Mas a caixa de ferramentas aninhada nos nossos telefones, repleta de aplicações, não satisfaz apenas o nosso desejo por conforto e segurança materiais. Também alimentou o desejo de compreender o mundo e o nosso lugar nele, e ofereceu ferramentas para nos ajudar a fazer isso.
Os telefones tornaram possível que pessoas comuns filmassem e compartilhassem cenas antes testemunhadas por apenas um punhado de transeuntes incrédulos. Todos nós podemos ver por nós mesmos um policial branco ajoelhado desapaixonadamente no pescoço de um homem negro durante nove minutos, enquanto a vítima grita que não consegue respirar, até morrer. E poderemos então julgar os valores e prioridades dos nossos líderes quando estes decidirem fazer o mínimo possível para evitar que tais incidentes voltem a ocorrer.
A Internet criou uma plataforma a partir da qual não apenas ex-executivos desiludidos do Vale do Silício podem denunciar o que os Mark Zuckerberg estão tramando, mas também um soldado do exército dos EUA como Chelsea Manning, expondo crimes de guerra no Iraque e no Afeganistão, e assim pode um especialista em tecnologia de segurança nacional como Edward Snowden, revelando a forma como estamos sendo secretamente vigiados pelos nossos próprios governos.
Os avanços tecnológicos digitais permitiram que alguém como Julian Assange criasse um site, WikiLeaks, que nos ofereceu uma janela sobre o reais mundo político – uma janela através da qual poderíamos ver os nossos líderes comportando-se mais como psicopatas do que como humanitários. Uma janela que esses mesmos líderes estão agora lutando com unhas e dentes para fechar, levando-o a julgamento.
Pequena janela para a realidade
“O Dilema Social” ignora tudo isto para se concentrar nos perigos das chamadas notícias falsas. Dramatiza uma cena que sugere que apenas aqueles que são sugados por buracos negros de informação e sites de conspiração acabam saindo às ruas para protestar – e quando o fazem, sugere o filme, não terminará bem para eles.
Os aplicativos que nos permitem chamar um táxi ou navegar até um destino são, sem dúvida, ferramentas úteis. Mas ser capaz de descobrir o que os nossos líderes estão realmente a fazer – se estão a cometer crimes contra outros ou contra nós – é uma ferramenta ainda mais útil. Na verdade, é vital se quisermos parar o tipo de comportamentos autodestrutivos que preocupam “O Dilema Social”, nomeadamente a nossa destruição dos sistemas de vida do planeta (uma questão que, com exceção do comentário final de um entrevistado, o filme permanece intacto).
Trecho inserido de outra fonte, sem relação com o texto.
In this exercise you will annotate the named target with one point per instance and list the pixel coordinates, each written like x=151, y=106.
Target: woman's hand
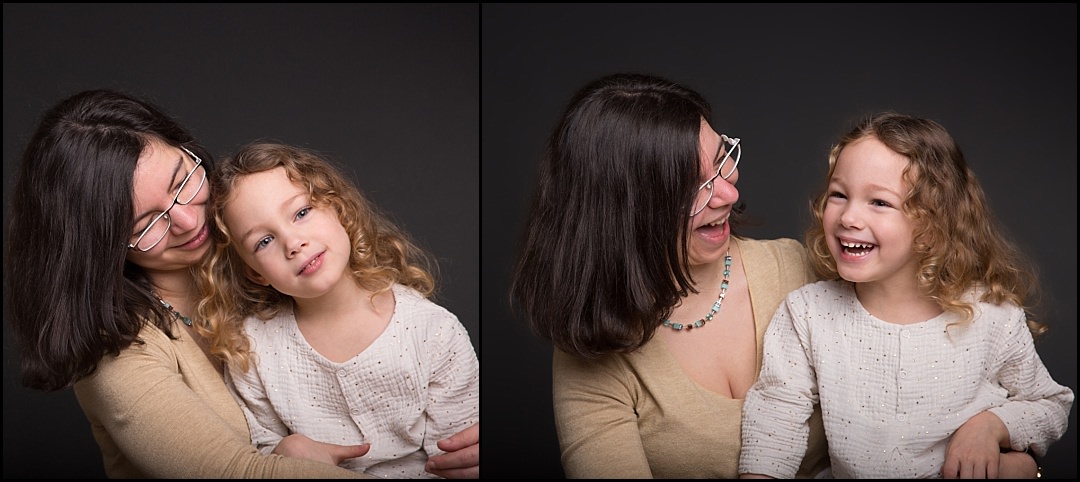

“As plataformas caóticas de mídia social proporcionaram uma oportunidade de obter insights sobre uma realidade que antes estava obscurecida.”
O uso das mídias sociais não significa necessariamente que se perca o contato com o mundo real. Para uma minoria, as redes sociais aprofundaram a sua compreensão da realidade. Para aqueles cansados de ter o mundo real mediado por um bando de bilionários e corporações de mídia tradicionais, as caóticas plataformas de mídia social proporcionaram uma oportunidade de obter insights sobre uma realidade que antes estava obscurecida.
O paradoxo, claro, é que estas novas empresas de comunicação social não são menos propriedade de bilionários, não são menos sedentas de poder, não são menos manipuladoras do que as antigas empresas de comunicação social. Os algoritmos de IA que estão a aperfeiçoar rapidamente estão a ser usados – sob a rubrica de “notícias falsas” – para expulsar este novo mercado de denúncias, de jornalismo cidadão, de ideias dissidentes.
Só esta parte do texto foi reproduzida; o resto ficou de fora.